Menyusutnya surplus neraca dagang kali ini juga diperkirakan Josua akan berlanjut hingga ke Mei, seiring dengan peningkatan ekspor dan impor menjelang lebaran.
Menyusutnya surplus, terutama karena peningkatan impor yang lebih cepat dibanding ekspor karena meningkatnya permintaan domestik saat ramadan.
Ekonom Bank Central Asia (BCA) David Sumual memproyeksi, secara YoY ekspor dan impor diperkirakan masing-masing tumbuh 12,3% dan 19,2% di April tahun ini. Dengan demikian, surplus neraca perdagangan menyusut menjadi US$ 184 juta.

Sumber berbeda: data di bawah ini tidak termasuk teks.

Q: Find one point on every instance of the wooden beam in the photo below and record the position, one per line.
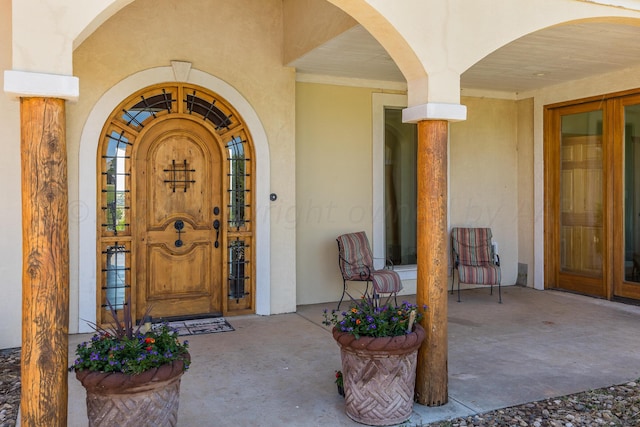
(45, 269)
(432, 371)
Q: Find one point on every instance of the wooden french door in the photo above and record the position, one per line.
(575, 229)
(592, 207)
(178, 195)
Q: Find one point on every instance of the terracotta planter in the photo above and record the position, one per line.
(379, 376)
(148, 399)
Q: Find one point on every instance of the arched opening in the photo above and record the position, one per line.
(175, 215)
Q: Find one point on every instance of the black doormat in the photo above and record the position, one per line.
(201, 326)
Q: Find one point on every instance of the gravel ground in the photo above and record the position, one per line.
(617, 405)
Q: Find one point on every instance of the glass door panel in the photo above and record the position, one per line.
(581, 184)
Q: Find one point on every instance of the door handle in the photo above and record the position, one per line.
(216, 226)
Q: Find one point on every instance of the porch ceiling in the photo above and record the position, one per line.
(547, 57)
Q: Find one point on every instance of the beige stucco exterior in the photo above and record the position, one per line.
(317, 135)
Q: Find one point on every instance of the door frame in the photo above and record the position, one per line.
(614, 285)
(83, 287)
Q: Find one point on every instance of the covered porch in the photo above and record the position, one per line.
(279, 370)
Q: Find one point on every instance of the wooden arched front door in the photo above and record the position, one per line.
(178, 173)
(175, 228)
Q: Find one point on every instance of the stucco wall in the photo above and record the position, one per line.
(525, 186)
(241, 45)
(483, 183)
(334, 181)
(10, 212)
(334, 173)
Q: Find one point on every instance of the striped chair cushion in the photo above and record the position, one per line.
(356, 260)
(488, 274)
(473, 245)
(386, 281)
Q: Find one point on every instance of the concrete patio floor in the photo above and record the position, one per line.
(279, 370)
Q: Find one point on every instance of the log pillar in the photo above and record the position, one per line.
(45, 270)
(432, 371)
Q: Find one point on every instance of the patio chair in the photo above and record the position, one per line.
(475, 259)
(356, 264)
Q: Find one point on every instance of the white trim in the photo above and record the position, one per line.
(25, 84)
(87, 185)
(435, 111)
(379, 101)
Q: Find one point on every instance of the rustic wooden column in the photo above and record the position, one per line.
(45, 270)
(432, 372)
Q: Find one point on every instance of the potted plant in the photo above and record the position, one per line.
(379, 348)
(132, 375)
(340, 383)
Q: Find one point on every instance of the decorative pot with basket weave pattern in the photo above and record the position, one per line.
(149, 399)
(379, 376)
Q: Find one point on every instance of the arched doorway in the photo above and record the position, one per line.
(174, 209)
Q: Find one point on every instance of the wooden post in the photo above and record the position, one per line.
(432, 371)
(45, 270)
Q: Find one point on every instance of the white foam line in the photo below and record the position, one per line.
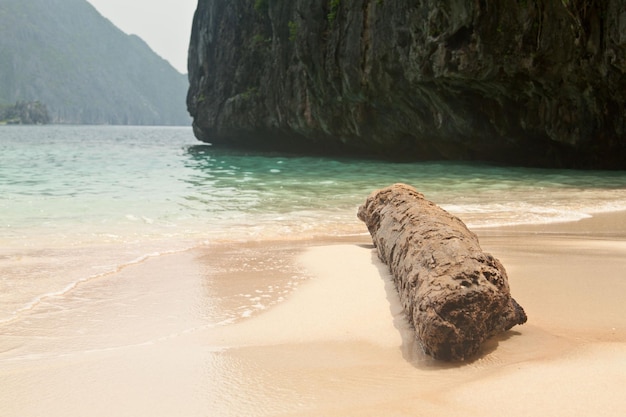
(73, 285)
(42, 356)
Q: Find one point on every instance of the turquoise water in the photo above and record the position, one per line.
(79, 202)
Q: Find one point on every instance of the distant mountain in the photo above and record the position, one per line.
(66, 55)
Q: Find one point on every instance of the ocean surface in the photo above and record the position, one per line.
(80, 202)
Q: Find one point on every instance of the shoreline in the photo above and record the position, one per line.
(313, 327)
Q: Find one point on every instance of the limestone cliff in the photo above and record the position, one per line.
(534, 82)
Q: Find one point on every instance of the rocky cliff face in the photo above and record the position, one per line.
(529, 81)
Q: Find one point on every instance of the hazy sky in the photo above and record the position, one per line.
(164, 24)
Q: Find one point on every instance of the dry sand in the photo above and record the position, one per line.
(320, 332)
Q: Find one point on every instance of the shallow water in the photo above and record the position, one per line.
(97, 284)
(81, 202)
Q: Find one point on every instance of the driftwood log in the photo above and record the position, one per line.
(454, 294)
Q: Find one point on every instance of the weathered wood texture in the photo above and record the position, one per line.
(455, 295)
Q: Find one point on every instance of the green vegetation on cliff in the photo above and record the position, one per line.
(65, 54)
(525, 82)
(25, 113)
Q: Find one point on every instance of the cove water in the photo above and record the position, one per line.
(80, 202)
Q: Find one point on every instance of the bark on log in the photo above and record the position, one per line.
(454, 294)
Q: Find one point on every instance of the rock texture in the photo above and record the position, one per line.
(529, 82)
(455, 295)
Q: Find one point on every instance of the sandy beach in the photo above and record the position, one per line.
(315, 329)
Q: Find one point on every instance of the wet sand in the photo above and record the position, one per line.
(315, 329)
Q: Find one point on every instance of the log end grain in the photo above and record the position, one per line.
(454, 294)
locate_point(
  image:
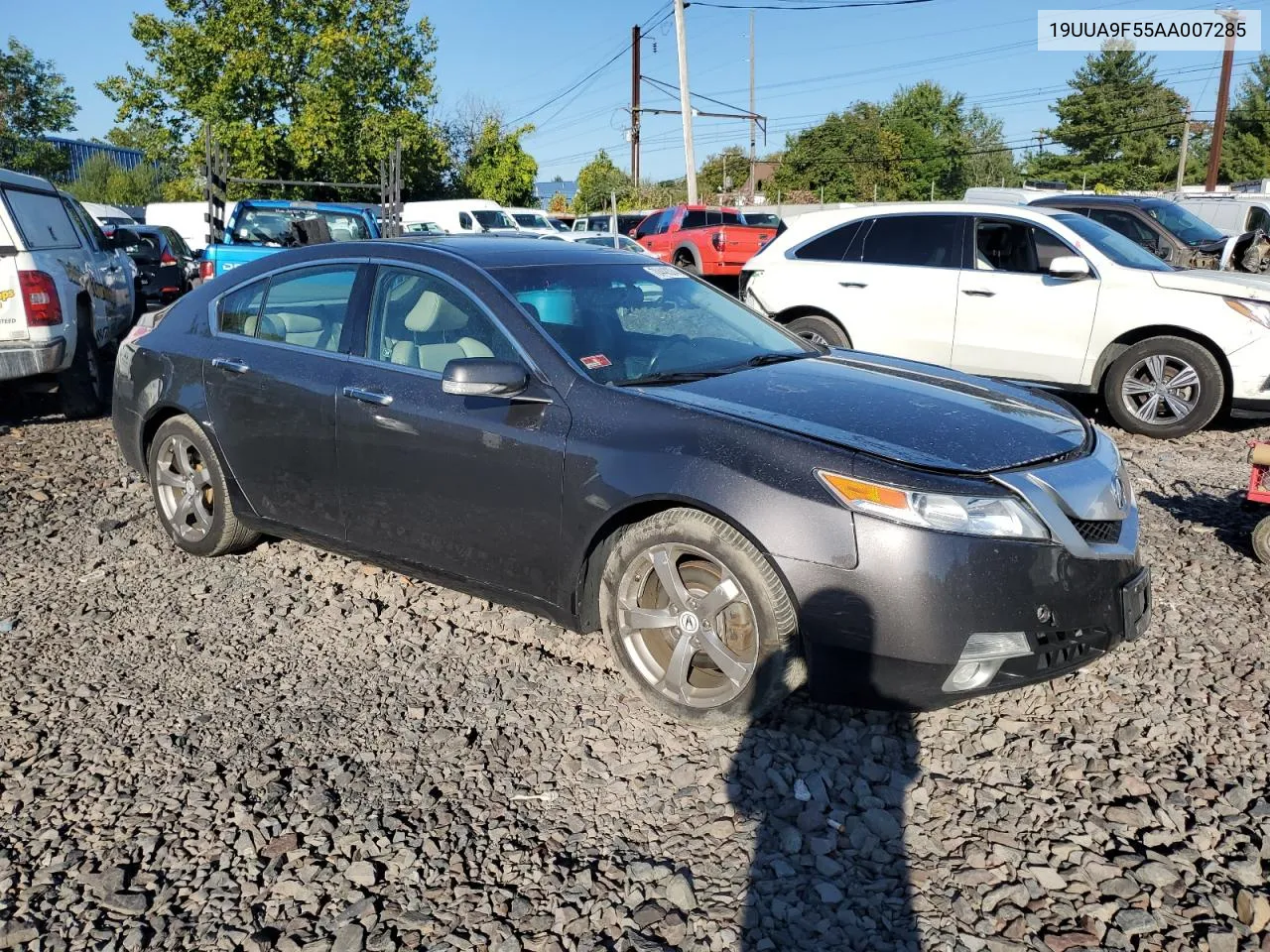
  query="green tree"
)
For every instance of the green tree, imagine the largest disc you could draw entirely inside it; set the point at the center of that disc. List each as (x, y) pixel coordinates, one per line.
(35, 100)
(724, 172)
(1246, 146)
(102, 179)
(597, 180)
(498, 167)
(1119, 125)
(295, 90)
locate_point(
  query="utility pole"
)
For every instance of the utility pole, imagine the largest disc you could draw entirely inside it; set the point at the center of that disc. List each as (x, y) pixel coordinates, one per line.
(681, 36)
(1223, 94)
(752, 125)
(635, 39)
(1182, 155)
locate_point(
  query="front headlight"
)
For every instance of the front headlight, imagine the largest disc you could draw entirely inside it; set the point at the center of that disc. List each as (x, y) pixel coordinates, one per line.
(1002, 517)
(1256, 311)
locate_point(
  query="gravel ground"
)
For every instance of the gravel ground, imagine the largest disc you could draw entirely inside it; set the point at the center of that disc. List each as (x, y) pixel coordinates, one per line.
(293, 751)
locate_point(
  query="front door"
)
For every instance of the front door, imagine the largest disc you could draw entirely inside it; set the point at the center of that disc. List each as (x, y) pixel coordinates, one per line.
(1012, 317)
(466, 486)
(271, 389)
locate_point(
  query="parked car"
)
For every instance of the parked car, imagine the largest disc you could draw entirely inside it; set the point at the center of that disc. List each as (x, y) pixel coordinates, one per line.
(699, 240)
(620, 445)
(1043, 296)
(166, 266)
(261, 227)
(66, 293)
(1164, 227)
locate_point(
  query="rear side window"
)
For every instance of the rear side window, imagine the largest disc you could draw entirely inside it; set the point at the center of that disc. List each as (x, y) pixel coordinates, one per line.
(41, 218)
(829, 246)
(922, 240)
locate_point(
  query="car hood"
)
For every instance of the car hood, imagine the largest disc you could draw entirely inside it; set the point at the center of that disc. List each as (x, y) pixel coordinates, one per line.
(911, 413)
(1209, 282)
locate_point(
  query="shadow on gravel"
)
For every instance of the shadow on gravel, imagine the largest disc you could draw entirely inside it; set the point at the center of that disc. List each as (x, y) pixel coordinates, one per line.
(826, 787)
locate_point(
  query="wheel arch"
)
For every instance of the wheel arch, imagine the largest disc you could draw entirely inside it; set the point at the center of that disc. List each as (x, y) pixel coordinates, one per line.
(590, 566)
(1112, 350)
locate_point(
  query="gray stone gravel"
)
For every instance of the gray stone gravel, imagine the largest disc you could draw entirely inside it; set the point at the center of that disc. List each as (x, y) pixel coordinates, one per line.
(291, 751)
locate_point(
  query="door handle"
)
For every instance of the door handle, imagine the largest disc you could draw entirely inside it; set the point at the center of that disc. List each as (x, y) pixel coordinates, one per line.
(367, 397)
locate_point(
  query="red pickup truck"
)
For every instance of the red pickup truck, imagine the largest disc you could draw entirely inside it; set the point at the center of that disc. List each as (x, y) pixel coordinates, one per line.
(710, 241)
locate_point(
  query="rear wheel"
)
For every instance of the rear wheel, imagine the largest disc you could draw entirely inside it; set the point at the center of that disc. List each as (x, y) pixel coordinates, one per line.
(698, 619)
(820, 330)
(190, 493)
(1164, 388)
(81, 388)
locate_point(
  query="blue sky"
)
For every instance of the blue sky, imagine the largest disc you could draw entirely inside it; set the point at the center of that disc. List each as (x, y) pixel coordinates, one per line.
(521, 55)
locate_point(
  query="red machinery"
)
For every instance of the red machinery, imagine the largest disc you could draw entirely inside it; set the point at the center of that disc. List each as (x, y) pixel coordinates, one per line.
(1259, 492)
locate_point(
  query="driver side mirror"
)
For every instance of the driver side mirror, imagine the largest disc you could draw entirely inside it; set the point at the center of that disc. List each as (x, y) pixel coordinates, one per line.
(483, 376)
(1071, 267)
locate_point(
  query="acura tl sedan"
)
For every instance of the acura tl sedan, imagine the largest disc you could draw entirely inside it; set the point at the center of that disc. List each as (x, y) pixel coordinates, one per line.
(620, 447)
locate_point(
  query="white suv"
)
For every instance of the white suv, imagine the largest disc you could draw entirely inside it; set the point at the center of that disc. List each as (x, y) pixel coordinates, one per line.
(67, 294)
(1051, 298)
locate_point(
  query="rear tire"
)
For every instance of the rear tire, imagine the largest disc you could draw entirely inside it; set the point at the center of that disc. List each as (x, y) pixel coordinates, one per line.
(82, 388)
(1164, 388)
(717, 643)
(191, 502)
(821, 329)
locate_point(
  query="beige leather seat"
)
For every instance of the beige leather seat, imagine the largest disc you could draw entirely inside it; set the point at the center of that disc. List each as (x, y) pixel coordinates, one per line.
(435, 316)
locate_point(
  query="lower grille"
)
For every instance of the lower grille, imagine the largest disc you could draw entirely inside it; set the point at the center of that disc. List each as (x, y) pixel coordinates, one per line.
(1106, 531)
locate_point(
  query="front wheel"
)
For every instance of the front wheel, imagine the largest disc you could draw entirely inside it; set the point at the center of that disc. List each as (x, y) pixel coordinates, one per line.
(698, 619)
(1164, 388)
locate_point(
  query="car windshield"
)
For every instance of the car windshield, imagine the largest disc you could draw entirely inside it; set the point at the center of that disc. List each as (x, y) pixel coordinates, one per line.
(624, 321)
(493, 218)
(272, 226)
(1112, 244)
(1180, 222)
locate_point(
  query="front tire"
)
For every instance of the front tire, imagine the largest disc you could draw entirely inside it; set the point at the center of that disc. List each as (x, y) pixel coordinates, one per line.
(1164, 388)
(698, 620)
(821, 330)
(190, 498)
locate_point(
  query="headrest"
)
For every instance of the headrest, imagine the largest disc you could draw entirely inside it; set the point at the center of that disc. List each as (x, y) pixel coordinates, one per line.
(434, 312)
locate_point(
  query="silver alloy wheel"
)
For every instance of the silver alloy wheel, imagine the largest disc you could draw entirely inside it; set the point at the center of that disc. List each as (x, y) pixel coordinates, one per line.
(1161, 389)
(688, 626)
(185, 488)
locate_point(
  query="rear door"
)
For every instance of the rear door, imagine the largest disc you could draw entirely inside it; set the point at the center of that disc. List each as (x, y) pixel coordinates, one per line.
(1012, 317)
(271, 390)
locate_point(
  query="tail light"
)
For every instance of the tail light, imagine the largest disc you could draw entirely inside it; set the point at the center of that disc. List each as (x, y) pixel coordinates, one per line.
(40, 295)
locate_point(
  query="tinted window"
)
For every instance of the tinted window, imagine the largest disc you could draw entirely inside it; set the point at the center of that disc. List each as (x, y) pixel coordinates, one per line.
(829, 246)
(925, 240)
(238, 311)
(420, 320)
(307, 307)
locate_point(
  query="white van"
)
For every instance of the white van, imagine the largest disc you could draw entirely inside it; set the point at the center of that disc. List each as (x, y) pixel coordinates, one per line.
(66, 293)
(187, 218)
(458, 216)
(1230, 213)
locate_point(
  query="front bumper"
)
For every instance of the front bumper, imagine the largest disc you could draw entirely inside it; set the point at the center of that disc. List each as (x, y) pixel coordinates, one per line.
(28, 359)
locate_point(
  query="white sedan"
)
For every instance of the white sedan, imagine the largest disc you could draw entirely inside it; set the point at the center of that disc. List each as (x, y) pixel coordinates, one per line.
(1051, 298)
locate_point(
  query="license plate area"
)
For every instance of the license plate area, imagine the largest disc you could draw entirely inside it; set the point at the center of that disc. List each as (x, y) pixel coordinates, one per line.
(1135, 602)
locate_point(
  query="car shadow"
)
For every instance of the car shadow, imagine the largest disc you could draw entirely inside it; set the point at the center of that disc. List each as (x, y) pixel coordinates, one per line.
(826, 785)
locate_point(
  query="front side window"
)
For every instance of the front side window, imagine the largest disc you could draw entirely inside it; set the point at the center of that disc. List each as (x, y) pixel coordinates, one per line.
(624, 320)
(922, 240)
(422, 321)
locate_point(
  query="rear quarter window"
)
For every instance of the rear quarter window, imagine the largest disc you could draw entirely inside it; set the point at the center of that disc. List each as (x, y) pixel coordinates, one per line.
(41, 218)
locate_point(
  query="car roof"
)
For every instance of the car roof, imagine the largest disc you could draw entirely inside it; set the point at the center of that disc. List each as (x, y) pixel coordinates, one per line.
(486, 252)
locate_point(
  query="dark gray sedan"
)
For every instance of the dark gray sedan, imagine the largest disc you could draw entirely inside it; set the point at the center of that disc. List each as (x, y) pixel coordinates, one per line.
(615, 444)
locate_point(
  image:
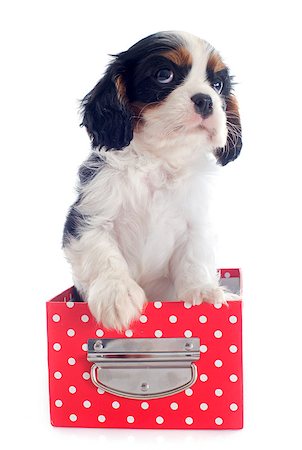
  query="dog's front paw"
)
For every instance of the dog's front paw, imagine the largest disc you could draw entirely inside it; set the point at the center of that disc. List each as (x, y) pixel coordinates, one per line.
(207, 294)
(116, 302)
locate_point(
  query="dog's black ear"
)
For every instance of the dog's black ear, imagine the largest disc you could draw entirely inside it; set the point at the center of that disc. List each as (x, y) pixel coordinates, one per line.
(106, 115)
(233, 146)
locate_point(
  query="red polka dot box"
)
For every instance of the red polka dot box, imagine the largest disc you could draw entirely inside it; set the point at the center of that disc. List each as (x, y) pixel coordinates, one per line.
(177, 367)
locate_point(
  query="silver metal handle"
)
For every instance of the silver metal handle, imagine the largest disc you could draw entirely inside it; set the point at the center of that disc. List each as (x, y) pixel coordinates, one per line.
(143, 368)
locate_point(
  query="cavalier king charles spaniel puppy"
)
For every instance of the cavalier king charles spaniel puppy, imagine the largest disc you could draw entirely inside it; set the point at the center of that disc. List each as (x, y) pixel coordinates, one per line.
(161, 118)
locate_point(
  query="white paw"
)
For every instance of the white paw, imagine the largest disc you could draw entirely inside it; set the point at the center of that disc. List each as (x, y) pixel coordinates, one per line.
(207, 294)
(116, 302)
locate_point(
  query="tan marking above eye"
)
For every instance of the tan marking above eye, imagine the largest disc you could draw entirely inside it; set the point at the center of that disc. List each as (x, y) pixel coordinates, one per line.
(120, 87)
(215, 62)
(180, 56)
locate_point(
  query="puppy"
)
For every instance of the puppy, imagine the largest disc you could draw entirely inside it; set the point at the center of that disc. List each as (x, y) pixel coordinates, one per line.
(161, 118)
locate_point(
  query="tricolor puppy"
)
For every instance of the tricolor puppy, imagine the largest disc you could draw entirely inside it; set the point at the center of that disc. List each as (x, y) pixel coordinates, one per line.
(161, 118)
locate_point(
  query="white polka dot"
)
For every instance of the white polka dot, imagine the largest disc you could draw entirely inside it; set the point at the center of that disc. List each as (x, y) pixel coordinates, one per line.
(189, 392)
(233, 349)
(189, 420)
(70, 332)
(115, 405)
(129, 333)
(188, 333)
(73, 417)
(233, 319)
(218, 363)
(203, 406)
(203, 319)
(172, 319)
(70, 304)
(99, 333)
(233, 407)
(86, 404)
(218, 421)
(218, 334)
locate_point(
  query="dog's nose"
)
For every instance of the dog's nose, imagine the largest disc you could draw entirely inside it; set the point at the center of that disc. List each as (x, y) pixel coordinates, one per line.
(203, 104)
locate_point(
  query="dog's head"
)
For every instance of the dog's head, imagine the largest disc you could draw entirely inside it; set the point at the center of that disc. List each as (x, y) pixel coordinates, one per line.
(168, 86)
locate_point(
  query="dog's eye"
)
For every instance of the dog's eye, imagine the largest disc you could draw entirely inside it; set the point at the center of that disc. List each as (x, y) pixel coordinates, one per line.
(218, 86)
(164, 76)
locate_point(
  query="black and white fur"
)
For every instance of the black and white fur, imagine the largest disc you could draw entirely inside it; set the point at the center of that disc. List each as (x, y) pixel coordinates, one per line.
(140, 227)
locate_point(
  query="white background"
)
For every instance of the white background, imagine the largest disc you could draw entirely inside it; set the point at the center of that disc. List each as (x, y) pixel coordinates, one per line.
(52, 54)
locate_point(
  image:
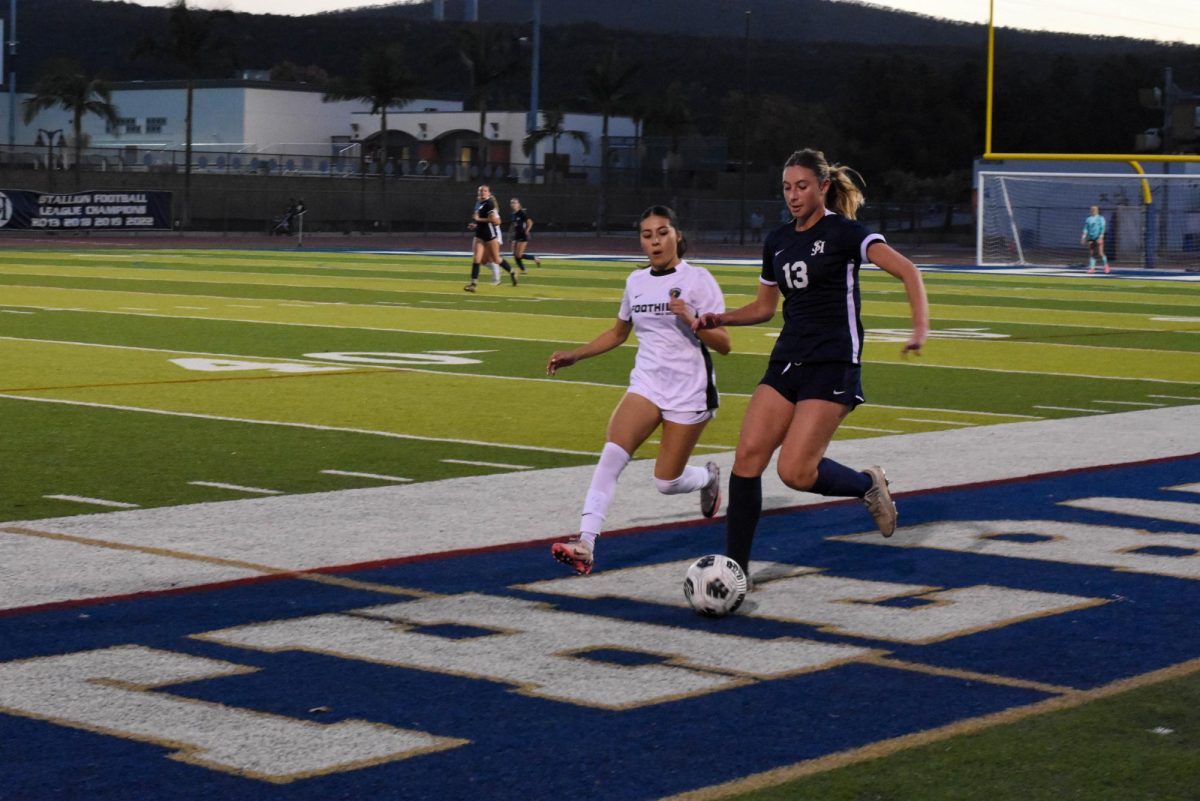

David bilang, kinerja impor masih lebih rendah dibanding bulan sebelumnya dan baru akan meningkat pada Mei ini. Sementara kinerja ekspor, masih cukup baik disokong oleh harga komoditas.
Ekonom Maybank Indonesia Juniman juga memperkirakan, neraca dagang April ini akan susut menjadi US$ 480 juta. Penyebabnya, karena ekspor dan impor sama-sama turun dibanding bulan sebelumnya. Tapi, penurunan ekspor lebih dalam dibanding impor.
Menurut Juniman, penurunan ekspor terutama disebabkan oleh permintaan dari mitra dagang yang kembali normal di bulan April setelah melonjak pada Maret lalu.
Selain itu, penurunan ekspor juga disebabkan oleh penurunan harga beberapa komoditas, yakni CPO, timbal, dan seng serta proteksi perdagangan Amerika Serikat.
Sementara penurunan impor, lebih disebabkan oleh penurunan impor beras karena adanya musim panen raya di dalam negeri dan adanya pelemahan kurs rupiah.
"Sementara pengaruh permintaan untuk persiapan ramadan dan lebaran belum banyak di April 2018 dan baru akan banyak di Mei, terutama untuk stabilitas harga," kata Juniman.
Makanya, ia memperkirakan impor akan melonjak di bulan ini sehingga membuat surplus neraca dagang Mei diperkirakan akan kembali menyusut menjadi sekitar US$ 200 jutaan saja.
Di Juni dan Agustus, bahkan Juniman memperkirakan neraca dagang mencatat defisit sehingga surplus sepanjang tahun hanya akan mencapai US$ 3,16 miliar saja.
Sementara Ekonom Standard Chartered Bank Indonesia Aldian Taloputra juga memperkirakan, surplus neraca perdagangan April lalu menyusut menjadi sebesar US$ 601 juta. Ramalan Aldian, ekspor tumbuh 17,7% YoY dan impor tumbuh 25,8% YoY, atau naik dibanding Maret 2018.